Yanela Mbuthuma

Personal information
- Date of birth: 23 February 2002 (age 24)
- Position: Forward

Team information
- Current team: Orlando Pirates
- Number: 9

Youth career
- Thohoyandou

Senior career*
- Years: Team / Apps / (Gls)
- 2022–2025: Richards Bay / 72 / (8)
- 2025–: Orlando Pirates / 6 / (2)

International career^{‡}
- South Africa U23
- 2025–: South Africa / 1 / (0)

= Yanela Mbuthuma =

South African soccer player

Yanela Mbuthuma (born 23 February 2002) is a South African soccer player who plays as a forward for Orlando Pirates in the South African Premier Division and the South Africa national team.
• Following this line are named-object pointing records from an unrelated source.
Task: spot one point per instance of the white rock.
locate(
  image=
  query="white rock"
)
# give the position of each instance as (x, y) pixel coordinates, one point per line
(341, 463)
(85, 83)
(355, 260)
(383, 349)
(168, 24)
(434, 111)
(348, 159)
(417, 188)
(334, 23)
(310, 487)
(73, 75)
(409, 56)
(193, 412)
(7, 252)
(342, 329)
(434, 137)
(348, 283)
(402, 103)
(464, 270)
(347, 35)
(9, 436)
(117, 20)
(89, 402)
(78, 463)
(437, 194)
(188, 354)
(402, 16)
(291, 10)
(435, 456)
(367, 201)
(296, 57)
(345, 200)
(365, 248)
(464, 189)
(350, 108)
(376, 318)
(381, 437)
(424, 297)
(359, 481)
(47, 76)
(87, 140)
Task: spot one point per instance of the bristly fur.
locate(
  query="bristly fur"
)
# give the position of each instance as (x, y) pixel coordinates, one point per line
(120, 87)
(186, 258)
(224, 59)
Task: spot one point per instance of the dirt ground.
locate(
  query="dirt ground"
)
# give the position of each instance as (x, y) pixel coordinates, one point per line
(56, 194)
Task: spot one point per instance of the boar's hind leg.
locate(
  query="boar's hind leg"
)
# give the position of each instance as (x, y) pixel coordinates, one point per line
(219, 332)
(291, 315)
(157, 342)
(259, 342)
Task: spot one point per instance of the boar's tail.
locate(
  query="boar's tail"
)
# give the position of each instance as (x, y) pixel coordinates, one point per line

Mbuthuma joined Richards Bay from Thohoyandou in the summer of 2022. He was discovered by Richards Bay at the Khabba Cup, where he was designated "player of the tournament". He subsequently made his first-tier debut in the 2022–23 South African Premier Division. His first goal was the winning goal against Sekhukhune United in August 2022.

After the season, the Sunday Times eyed him as one of the players who should move to an overseas club to develop further. Mbuthuma was named in the preliminary South Africa squad for the 2023 COSAFA Cup. He also played for South Africa U23 the same year, during the 2023 U-23 Africa Cup of Nations qualification.